Let $K = \mathbb{Q}[i]$ and $\mathcal{O}_K = \mathbb{Z}[i]$. Suppose $a = 1 + 2i$ and $q = 7$. Since $a$ and $q$ are coprime algebraic integer, then there must exists $b \in \mathcal{O}_K $ s.t. $a * b = 1 \pmod{q} $.
Is there an algorithm for finding that for a general number field $K$?

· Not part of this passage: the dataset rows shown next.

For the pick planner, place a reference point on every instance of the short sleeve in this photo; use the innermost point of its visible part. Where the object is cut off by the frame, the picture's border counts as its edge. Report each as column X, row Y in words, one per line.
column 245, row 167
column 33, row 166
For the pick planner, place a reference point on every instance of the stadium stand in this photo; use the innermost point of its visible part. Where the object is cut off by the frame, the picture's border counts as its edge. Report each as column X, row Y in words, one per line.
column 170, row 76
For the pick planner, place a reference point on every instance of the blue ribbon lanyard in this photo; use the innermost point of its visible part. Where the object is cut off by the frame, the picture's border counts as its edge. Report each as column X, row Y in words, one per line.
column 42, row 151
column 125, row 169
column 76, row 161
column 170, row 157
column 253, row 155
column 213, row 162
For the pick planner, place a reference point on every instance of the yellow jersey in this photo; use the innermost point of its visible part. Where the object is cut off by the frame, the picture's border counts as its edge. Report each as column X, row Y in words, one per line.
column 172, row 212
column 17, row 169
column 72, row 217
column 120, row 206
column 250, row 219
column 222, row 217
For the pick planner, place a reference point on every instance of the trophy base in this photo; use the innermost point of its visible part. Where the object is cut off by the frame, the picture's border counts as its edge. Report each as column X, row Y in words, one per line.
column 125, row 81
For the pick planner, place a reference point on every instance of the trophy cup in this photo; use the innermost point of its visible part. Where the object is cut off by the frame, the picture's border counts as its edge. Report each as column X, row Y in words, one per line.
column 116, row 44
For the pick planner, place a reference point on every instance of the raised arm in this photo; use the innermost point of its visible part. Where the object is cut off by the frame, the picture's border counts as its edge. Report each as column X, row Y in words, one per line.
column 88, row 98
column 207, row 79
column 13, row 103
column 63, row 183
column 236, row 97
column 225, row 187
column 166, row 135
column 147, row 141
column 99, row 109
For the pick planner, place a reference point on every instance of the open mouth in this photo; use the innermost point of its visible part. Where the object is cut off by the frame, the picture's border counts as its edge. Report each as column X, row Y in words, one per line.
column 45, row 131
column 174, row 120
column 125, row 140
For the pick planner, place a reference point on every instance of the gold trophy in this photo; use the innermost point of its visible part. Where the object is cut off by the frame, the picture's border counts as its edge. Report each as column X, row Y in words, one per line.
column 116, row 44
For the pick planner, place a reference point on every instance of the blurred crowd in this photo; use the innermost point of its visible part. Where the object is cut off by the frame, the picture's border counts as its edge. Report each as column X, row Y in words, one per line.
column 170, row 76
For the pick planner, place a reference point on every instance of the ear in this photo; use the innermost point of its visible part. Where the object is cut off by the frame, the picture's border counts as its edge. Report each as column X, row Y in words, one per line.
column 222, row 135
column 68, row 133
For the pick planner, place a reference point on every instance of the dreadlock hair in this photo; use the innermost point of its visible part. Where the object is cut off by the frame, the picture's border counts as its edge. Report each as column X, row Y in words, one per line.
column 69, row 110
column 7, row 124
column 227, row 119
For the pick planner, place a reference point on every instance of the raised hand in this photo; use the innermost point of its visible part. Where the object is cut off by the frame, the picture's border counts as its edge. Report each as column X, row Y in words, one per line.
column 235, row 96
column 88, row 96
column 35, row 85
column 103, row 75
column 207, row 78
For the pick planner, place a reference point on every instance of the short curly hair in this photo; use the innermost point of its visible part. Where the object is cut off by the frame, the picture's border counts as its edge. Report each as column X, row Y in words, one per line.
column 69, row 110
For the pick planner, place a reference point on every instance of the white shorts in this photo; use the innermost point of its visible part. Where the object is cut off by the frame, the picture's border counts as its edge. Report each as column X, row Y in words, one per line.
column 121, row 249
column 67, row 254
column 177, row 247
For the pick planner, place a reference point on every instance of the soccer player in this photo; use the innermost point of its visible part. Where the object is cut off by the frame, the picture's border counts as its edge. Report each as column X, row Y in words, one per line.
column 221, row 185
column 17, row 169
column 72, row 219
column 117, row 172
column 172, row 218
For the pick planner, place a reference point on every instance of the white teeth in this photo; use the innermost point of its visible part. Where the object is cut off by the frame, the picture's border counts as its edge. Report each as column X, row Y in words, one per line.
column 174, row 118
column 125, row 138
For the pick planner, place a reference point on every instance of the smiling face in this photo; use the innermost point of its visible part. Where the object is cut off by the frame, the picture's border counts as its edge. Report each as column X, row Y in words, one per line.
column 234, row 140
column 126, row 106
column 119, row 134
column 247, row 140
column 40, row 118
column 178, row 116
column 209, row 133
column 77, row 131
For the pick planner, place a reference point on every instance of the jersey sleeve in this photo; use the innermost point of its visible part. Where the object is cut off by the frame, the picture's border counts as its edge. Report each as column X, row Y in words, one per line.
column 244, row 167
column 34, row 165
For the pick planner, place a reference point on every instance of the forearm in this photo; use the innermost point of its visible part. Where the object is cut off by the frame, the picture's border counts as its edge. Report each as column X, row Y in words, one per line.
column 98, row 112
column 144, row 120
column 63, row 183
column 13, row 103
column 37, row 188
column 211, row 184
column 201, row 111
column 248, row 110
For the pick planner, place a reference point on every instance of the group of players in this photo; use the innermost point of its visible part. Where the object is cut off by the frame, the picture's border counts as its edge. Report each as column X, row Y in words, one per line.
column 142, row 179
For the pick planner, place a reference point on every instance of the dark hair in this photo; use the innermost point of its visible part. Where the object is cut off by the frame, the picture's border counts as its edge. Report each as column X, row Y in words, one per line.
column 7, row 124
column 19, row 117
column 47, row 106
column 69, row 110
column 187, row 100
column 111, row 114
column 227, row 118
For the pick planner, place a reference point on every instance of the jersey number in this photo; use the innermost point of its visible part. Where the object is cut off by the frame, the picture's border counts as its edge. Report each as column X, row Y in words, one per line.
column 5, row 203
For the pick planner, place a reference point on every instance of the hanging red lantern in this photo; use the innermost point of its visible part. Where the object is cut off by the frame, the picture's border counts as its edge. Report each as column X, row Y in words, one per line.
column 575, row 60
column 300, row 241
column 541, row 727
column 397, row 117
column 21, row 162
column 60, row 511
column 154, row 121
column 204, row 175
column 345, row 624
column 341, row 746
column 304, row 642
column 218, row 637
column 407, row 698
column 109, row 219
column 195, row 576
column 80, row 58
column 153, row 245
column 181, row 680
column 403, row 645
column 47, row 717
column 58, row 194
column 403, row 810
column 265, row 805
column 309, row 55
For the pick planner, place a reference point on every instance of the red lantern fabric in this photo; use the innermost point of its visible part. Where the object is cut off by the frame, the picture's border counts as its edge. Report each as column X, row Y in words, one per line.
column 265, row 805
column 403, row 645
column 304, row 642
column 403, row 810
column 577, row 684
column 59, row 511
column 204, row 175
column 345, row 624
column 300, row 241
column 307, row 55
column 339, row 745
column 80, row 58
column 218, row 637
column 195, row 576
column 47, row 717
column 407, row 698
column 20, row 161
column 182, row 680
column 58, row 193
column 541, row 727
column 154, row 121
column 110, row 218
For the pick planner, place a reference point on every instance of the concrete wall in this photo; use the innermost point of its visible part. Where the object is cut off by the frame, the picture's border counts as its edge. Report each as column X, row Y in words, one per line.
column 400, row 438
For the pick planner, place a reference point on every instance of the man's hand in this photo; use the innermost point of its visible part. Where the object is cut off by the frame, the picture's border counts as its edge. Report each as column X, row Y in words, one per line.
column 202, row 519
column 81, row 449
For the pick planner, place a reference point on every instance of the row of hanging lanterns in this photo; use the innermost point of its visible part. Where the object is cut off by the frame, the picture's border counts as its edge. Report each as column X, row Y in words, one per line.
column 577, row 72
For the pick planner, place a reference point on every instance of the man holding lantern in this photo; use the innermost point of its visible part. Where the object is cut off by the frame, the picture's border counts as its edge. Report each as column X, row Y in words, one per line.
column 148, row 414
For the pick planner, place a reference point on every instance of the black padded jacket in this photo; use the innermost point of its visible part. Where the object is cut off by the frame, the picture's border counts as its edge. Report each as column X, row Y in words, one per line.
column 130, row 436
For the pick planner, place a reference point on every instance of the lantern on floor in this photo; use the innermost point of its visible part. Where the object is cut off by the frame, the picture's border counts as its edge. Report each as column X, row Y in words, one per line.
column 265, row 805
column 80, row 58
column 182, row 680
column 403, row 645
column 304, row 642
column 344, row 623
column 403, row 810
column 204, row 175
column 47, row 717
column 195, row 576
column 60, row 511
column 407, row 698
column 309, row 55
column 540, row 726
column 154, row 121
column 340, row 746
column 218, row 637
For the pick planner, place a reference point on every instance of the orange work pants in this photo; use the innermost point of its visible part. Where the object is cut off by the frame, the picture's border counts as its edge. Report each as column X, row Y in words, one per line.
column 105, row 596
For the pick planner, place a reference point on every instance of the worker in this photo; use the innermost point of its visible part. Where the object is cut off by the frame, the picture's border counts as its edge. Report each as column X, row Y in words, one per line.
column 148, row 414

Algorithm would be a bit exaggerated for a simple observation. In general, $z=u+iv$ in a unit mod $7$ in $\mathbf Z[i]$ if and only if its norm $N(z)=u^2+v^2$ is a unit in $\mathbf Z/7\mathbf Z$, and its inverse is $N(z)^{-1}\bar z$.
Hence, all you have to do is proceed with the extended Euclidean algorithm in $\mathbf Z$ for $N(z)$.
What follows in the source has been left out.